What courses do I need to prepare for a PhD in Political Science?

by Justin Esarey

[This article was first posted on October 13, 2013 at The Political Methodologist.]

I recently had a discussion with some of my graduate students about what an ideal preparation for a PhD program in Political Science would look like. They were discussing the issue because they felt that very little of their undergraduate Political Science education prepared them for what they’d be learning in graduate school, especially in terms of methodological tools and design approaches to applied research. I felt it might be valuable for undergraduates thinking of pursuing the PhD–or new graduate students who hadn’t realized what they were getting themselves into–to post the question to the community at large and have the responses on TPM as a resources.

When undergraduates ask me this question, I usually tell them that someone hoping to study a substantive area (International Relations, Comparative Politics, American Politics, or Policy) would ideally have taken:

  • two semesters of calculus, including differentiation, integration, and infinite series;
  • one semester of matrix linear algebra;
  • one semester of (a) undergraduate econometrics or (b) probability theory from a statistics department;
  • one semester of programming in a relevant language, such as Python, MATLAB, or R;
  • some kind of serious research design/epistemology class; and
  • as many courses as you can take that include reading published academic literature in your subject area (look to see that the syllabus assigns academic journals or university press books, not textbooks)

Some courses may kill two birds with one stone if, for example, they use MATLAB or R as a part of teaching some other subject.

Those hoping to work in methods or formal theory should consider pursuing a Math minor or double major, including all of the above courses plus:

  • a semester of three-dimensional calculus;
  • a semester of real analysis;
  • a semester of differential equations;
  • a semester of discrete math;
  • a semester of some form of mathematical microeconomics class at the advanced undergraduate or introductory graduate level;
  • as many econometrics or applied statistics courses as you can fit into your schedule on top of the above.

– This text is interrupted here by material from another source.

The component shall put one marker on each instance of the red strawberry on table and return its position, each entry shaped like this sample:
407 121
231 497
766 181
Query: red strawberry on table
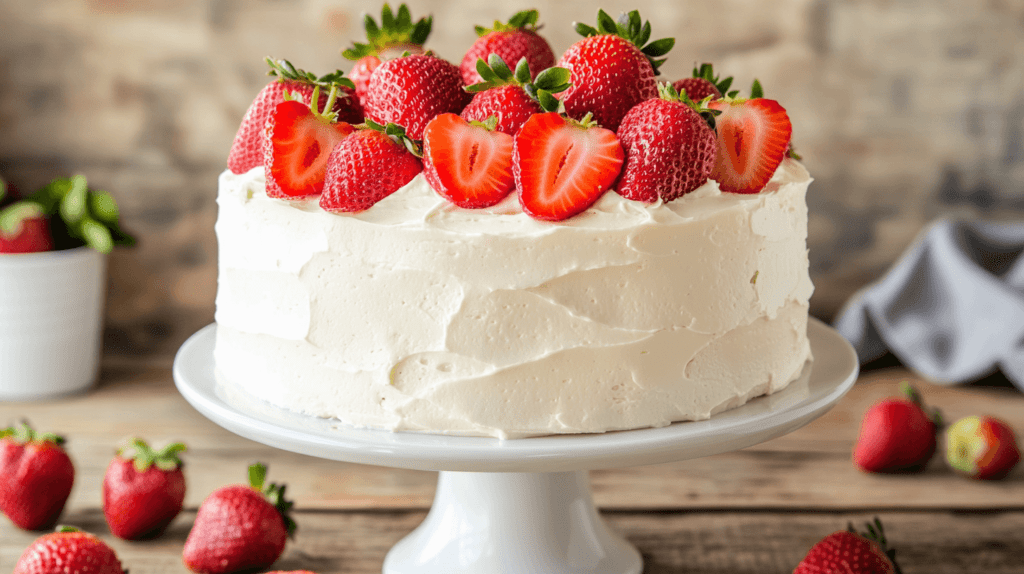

Designing an appropriate preparation for people who plan on being area specialists and spending a lot of time in the field using qualitative methods is somewhat outside of my area of special expertise. With that proviso, I usually recommend the following courses in place of the lists above:

  • at least one semester of calculus, covering differentiation and integration;
  • one semester of matrix linear algebra;
  • fluency in at least one of the following: Spanish, Chinese, Russian, Arabic (chosen to best-suit your area of interest)
  • reading and writing proficiency in another language relevant to your area
  • as many courses as you can take that include reading published academic literature in your subject area (look to see that the syllabus assigns academic journals or university press books, not textbooks)

This list replaces most of the math with language training.

It is, of course, worth noting that very few students–including those who are very successful–come into a PhD with this amount of training. But my own undergraduate adviser told me that the more of this stuff that I could get out of the way before I got to graduate school, the more that I could focus on learning the substance of the field rather than picking up mathematical tools. I think that was basically good advice.

What courses would you add to or subtract from this list?

[Update, 10/15/2013 @ 1:07 pm]: Added some language to the qualitative preparation list to clarify that this is in place of the other lists.